Curran Hatleberg has been living in some very rarified
photographic air. Over the past couple of years, he has produced a large body
of photographs of working class to poor Americans in parts of the country who
have been forgotten and overlooked of late. People that in 2016, reached out
with a terrible fury at that oversight, to vote in ways that political prognosticators
had missed. Hatleberg’s vision of this world is of a distinct insider, whose
presence in the work is almost invisible. The viewer is let in as an intimate
participator in these lives, as is often not true with the emotional distance
of reportage, which often comes across as exploitive. Hatleberg creates an experience
that especially of late has grown more and more other worldly. Here buildings are
destroyed by an unseen natural disaster and inhabited by a small child holding
a snake, as if readying to rebuild. Men in a junkyard go about their business
of digging a car-sized grave. Even more jarring, a family outing at a park is
ground to a sudden halt by a woman’s gaze acknowledging the camera, suddenly
stripping us of our anonymity and making us painfully aware that we are viewing
all this from a posh Upper East Side gallery.

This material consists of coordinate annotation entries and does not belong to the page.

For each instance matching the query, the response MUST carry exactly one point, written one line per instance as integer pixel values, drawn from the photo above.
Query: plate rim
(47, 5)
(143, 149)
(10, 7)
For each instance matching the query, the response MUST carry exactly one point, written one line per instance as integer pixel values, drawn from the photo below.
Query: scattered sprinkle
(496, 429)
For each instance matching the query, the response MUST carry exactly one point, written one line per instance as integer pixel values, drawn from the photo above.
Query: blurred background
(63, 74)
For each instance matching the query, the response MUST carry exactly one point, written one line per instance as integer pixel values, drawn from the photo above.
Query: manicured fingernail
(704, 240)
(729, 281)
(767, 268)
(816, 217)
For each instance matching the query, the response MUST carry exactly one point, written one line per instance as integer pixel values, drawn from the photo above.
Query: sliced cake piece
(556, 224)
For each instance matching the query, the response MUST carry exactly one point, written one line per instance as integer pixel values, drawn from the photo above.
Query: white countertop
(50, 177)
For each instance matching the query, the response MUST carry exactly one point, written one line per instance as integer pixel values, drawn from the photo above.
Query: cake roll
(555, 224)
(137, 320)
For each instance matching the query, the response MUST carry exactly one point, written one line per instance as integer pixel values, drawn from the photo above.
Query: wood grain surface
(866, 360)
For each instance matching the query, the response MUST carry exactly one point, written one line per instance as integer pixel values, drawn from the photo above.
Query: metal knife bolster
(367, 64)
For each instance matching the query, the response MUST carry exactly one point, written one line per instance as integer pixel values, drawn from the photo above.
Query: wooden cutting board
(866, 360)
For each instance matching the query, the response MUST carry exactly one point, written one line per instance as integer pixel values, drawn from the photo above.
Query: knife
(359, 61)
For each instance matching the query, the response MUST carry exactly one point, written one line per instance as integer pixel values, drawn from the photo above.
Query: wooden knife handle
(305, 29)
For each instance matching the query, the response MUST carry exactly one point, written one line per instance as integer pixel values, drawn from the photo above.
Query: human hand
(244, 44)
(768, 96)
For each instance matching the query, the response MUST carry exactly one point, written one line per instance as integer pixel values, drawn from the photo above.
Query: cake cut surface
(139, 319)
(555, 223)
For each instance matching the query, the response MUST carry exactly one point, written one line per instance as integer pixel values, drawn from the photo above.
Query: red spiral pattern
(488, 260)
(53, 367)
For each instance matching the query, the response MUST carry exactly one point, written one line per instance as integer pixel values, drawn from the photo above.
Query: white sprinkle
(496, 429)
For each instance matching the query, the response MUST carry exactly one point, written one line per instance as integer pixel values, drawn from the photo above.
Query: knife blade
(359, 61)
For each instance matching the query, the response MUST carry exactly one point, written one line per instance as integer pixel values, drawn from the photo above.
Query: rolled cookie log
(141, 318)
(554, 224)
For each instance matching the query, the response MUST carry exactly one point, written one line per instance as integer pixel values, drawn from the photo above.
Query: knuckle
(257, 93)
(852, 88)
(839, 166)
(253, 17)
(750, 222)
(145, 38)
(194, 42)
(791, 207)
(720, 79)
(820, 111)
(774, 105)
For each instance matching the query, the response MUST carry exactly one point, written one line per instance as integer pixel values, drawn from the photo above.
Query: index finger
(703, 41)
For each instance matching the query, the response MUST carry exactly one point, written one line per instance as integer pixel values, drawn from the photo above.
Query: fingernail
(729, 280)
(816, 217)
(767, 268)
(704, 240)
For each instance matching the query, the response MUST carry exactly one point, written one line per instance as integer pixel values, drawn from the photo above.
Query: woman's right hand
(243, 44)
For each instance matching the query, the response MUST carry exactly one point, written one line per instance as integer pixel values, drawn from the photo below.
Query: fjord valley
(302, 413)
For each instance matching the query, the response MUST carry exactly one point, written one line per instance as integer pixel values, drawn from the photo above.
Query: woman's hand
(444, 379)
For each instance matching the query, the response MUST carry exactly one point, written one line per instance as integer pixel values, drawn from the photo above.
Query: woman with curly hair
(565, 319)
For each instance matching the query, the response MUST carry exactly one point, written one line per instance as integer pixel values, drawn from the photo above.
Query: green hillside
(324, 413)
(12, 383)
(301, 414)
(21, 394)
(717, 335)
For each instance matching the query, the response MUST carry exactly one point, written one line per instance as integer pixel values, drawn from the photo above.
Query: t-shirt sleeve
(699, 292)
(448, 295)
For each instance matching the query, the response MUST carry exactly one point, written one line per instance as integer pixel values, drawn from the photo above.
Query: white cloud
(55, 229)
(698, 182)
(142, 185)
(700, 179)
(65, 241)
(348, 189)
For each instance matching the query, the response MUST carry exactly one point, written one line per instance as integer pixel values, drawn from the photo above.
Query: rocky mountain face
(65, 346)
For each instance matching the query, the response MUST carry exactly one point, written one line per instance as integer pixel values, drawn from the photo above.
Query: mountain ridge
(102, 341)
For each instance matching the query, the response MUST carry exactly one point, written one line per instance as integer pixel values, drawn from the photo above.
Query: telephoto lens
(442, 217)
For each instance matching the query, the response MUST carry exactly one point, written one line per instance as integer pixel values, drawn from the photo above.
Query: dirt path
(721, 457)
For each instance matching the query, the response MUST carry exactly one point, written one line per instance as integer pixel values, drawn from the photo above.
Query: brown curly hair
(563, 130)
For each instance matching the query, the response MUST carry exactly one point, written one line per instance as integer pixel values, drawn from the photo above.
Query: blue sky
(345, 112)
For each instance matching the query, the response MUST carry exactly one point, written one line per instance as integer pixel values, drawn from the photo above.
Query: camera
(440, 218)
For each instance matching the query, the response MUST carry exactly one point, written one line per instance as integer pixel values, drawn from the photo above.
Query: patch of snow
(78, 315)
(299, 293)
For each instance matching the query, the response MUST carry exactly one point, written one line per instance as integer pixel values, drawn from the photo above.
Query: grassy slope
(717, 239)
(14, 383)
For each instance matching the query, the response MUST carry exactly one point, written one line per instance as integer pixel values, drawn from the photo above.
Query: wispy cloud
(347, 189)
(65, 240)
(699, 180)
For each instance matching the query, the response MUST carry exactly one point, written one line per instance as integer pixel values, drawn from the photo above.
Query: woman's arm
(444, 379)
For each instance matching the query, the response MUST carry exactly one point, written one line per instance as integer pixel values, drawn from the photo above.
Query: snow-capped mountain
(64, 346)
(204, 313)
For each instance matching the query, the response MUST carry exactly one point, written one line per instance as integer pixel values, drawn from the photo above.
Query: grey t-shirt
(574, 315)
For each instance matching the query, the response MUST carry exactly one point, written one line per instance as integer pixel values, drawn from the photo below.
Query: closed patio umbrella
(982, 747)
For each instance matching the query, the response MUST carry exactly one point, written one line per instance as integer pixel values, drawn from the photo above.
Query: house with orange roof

These perspective-shifting
moments are given even more weight by the subtler pictures, like one of a snake
cutting through some lush rust-colored water or another of the bright dots of
color mimicking the packaging of Wonder Bread on the door of what could be a
condemned building or one of the child rapturously grasping at and the flickering
light that surrounds him.
Hatleberg is one of the most exciting young photographers
going, and his work is endlessly impressive. His art is developing at a rapid
pace. His last show at Higher Pictures was fantastic but at times felt a little
too subtle, where we were only getting the details that built this life without
any of the greater narrative. In this new work, by contrast, the narratives are
so arresting that they might even be sneaking into being stage managed. The clarity
is so pronounced that, in the best of ways, it feels too good to be true, putting
a wrinkle into the work that makes it all the more conceptually complex. My
only reservations about the current show are that some of the repetitive pictures
that give a glimpse into how the artist is composing this world and conceptually
addressing the act of storytelling are not as nearly as interesting as simply
having more images of the world Hatleberg has been able to conjure.